Not So Float

Not So Float is a pure TypeScript library that implements Interval Union Arithmetic over IEEE 754 double precision floats (JS numbers).

[!TIP] Try the interval calculator for an interactive demo of interval union arithmetic.

import * as nsf from "not-so-float";

const X = nsf.union([nsf.interval(-10, -1), nsf.interval(100, 120)]);
const Y = nsf.union([nsf.interval(-10, 2)]);
const Q = nsf.div(X, Y);

console.log(`(${X.toString()}) / ${Y.toString()} = ${Q.toString()}`);

([-10, -1] U [100, 120]) / [-10, 2] = [-Infinity, -0.49999999999999994] U [0.09999999999999999, Infinity]

References:

• Hickey, T., Ju, Q. and Van Emden, M.H., 2001. Interval arithmetic: From principles to implementation. Journal of the ACM (JACM), 48(5), pp.1038-1068.
• Schichl, H., Domes, F., Montanher, T. and Kofler, K., 2017. Interval unions. BIT Numerical Mathematics, 57(2), pp.531-556.

Design goals:

• No dependencies
• Functional (stateless) API
• Strong focus on simplicity and clarity of implementation
• No signed zero convention, -0 === 0 should still be true in the context of interval bounds
• Interval bounds are always inclusive
• No empty interval, but empty unions
• Support division by intervals containing zero without compromise

[!TIP] If you like this open-source project consider sponsoring me on GitHub, thank you ❤️

Installation

not-so-float build version is available on npm:

npm install not-so-float

Import the library with:

import * as nsf from "not-so-float";

Outward Rounding

The main interest of interval arithmetic is the inclusion property. Any interval operation result is always guaranteed to contain all possible results obtained from the underlying real operation. However floating point operations are inexact. So we must use outward rounding when computing interval bounds to maintain the inclusion property.

Unfortunately JS doesn't allow controling the IEEE 754 rounding mode, and rounds to the nearest representable float, like most programming languages. This is a computer science tragedy of the first order, because IEEE 754 actually specifies rounding modes that would allow clean implementations of interval arithmetic natively. Instead, we implement two functions: next() and prev() using typed arrays bit manipulation. These functions return the next and previous representable floating point value, exactly like the C function nextafter().

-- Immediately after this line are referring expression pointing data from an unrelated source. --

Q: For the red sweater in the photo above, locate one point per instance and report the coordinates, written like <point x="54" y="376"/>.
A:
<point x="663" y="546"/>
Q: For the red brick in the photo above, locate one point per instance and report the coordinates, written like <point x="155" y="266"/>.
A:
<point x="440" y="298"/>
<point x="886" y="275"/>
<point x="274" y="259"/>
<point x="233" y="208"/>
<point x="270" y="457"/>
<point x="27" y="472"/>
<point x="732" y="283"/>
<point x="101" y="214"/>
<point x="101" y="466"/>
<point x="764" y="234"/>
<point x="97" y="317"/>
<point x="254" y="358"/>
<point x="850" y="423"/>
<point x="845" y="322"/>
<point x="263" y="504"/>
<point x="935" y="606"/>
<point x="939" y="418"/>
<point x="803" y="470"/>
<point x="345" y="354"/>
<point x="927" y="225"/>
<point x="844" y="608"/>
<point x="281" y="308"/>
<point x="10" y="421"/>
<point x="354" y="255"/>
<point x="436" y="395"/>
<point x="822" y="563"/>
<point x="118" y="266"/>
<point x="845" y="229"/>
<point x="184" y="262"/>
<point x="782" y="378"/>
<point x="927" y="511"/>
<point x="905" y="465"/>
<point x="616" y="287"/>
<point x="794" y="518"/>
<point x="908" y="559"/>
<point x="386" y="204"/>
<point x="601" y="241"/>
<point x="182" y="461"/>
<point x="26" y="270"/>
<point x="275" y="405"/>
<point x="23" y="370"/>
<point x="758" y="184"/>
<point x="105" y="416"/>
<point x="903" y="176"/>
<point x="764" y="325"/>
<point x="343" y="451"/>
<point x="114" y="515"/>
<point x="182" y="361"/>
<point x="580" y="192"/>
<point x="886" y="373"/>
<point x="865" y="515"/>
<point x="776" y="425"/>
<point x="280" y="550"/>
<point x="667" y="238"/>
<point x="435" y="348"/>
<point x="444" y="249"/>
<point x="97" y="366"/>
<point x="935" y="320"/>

function next(x: number): number;
function prev(x: number): number;

By making sure every interval bound operation rounds outward, we can maintain the inclusion property even with numerical precision errors inherent to floating point.

Interval

An interval is a pair of IEEE 754 double precision numbers called the lower (lo) and upper (hi) bounds:

$$ [\text{ lo}, \text{ hi }] $$

The only restriction is that bounds must always be less or equal: $\text{lo} \leq \text{hi}$. The lower bound may be negative infinity, the upper bound may be positive infinity. This table describes the set of real numbers that an interval represents:

| lo | hi | Interval Type | Represents any $x \in \mathbb{R}$ such that | | :-------: | :-------: | :-----------: | :---------------------------------------------: | | $a$ | $b$ | Real | $a \leq x \leq$ b | | $-\infty$ | $b$ | Semi-Infinite | $x \leq b$ | | $a$ | $+\infty$ | Semi-Infinite | $a \leq x$ | | $-\infty$ | $+\infty$ | Infinite | $x \in \mathbb{R}$ |

Where $a$ and $b$ are real IEEE 754 values (not infinite).
The special case when both bounds are equal is called a degenerate interval.

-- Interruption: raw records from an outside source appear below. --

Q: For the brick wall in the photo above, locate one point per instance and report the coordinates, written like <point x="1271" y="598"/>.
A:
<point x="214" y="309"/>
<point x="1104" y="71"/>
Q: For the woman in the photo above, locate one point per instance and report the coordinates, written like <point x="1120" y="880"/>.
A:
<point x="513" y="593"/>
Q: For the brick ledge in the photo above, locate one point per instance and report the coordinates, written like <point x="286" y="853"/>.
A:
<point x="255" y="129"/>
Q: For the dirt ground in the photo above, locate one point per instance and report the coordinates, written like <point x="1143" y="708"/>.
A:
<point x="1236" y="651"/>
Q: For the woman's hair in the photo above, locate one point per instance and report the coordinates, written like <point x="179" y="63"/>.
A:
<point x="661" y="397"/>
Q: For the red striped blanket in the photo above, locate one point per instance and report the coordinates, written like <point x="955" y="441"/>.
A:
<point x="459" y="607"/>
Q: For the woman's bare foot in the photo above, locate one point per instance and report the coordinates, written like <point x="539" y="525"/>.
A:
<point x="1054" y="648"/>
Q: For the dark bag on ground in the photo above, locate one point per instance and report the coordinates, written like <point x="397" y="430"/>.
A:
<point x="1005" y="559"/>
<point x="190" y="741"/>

To construct an interval, use the nsf.interval() function:

nsf.interval(a: number, b: number) : Interval

For example:

> I = nsf.interval(0, 6)
Interval { lo: 0, hi: 6 }

The interval class member functions:

class Interval {
    isFull(): boolean;
    isFinite(): boolean;
    isDegenerate(): boolean;
    contains(value: number): boolean;
    hull(): Union;
    superset(other: Interval): boolean;
    subset(other: Interval): boolean;
    width(): number;
    toString(numbers?: (x: number) => string): string;
    print(): void;
}

Union

A union is an ordered disjoint set of intervals:

$$ [a, b] \cup [c, d] \ldots \cup [e, f] $$

To construct a union, use the nsf.union() function:

function union(list: (Interval | Union)[]): Union

Union class member functions:

class Union {
    isEmpty(): boolean;
    isFull(): boolean;
    isFinite(): boolean;
    isSingle(): boolean;
    equalsSingle(lower: number, upper: number): boolean;
    count(): number;
    lower(): number;
    upper(): number;
    contains(value: number): boolean;
    subset(other: Union): boolean;
    superset(other: Union): boolean;
    hull(): Union;
    width(): number;
    forEach(callback: (x: Interval, index: number) => void): void;
    toString(numbers?: (x: number) => string): string;
    print(): void;
}

For example:

> const U = nsf.union([nsf.inter(1, 2), nsf.inter(4, 6)])
> U.toString()
'[1, 2] U [4, 6]'
> U.intervals
[ Interval { lo: 1, hi: 2 }, Interval { lo: 4, hi: 6 } ]

You can also use the shorthand nsf.single() to construct a singleton, i.e. a union with a single interval:

const U = nsf.single(-0.1, 0.1);

Constants are also provided:

• FULL: all real numbers
• EMPTY: the empty union

Set theory

Compare and compute intervals and unions with the following implementations of set theory operations:

function overlap(A: Interval | Union, B: Interval | Union): boolean;
function disjoint(A: Interval | Union, B: Interval | Union): boolean;
function intersection(A: Interval | Union, B: Interval | Union): Union;
function complement(A: Union | Interval): Union;

Arithmetic

| Operation | API function | | ------------------------------------------: | :----------------- | | Addition | nsf.add(A, B) | | Unary negation | nsf.neg(A) | | Subtraction | nsf.sub(A, B) | | Multiplication | nsf.mul(A, B) | | Division | nsf.div(A, B) | | Exponentiation(integer exponent) | nsf.powInt(A, n) | | Exponentiation(interval/union exponent) | nsf.pow(A, B) |

[!IMPORTANT] Note that every operation returns a union. This is for consistency, because while some operations (add, sub, mul) between intervals can return a single interval, others (division, exponentiation, log, sqrt) can return zero, one or two disjoint intervals even with interval inputs.

Unary Functions

| Operation | API function | | ----------------: | :------------- | | Absolute value | nsf.abs(A) | | Natural logarithm | nsf.log(A) | | Exponential | nsf.exp(A) | | Square root | nsf.sqrt(A) | | Inverse square | nsf.sqinv(A) | | Cosine | nsf.cos(A) | | Sine | nsf.sin(A) | | Tangent | nsf.tan(A) |

Binary Functions

| Operation | API function | | --------: | :-------------- | | Minimum | nsf.min(A, B) | | Maximum | nsf.max(A, B) |

Future improvements

• Support multiple rounding modes
• Improve unit test coverage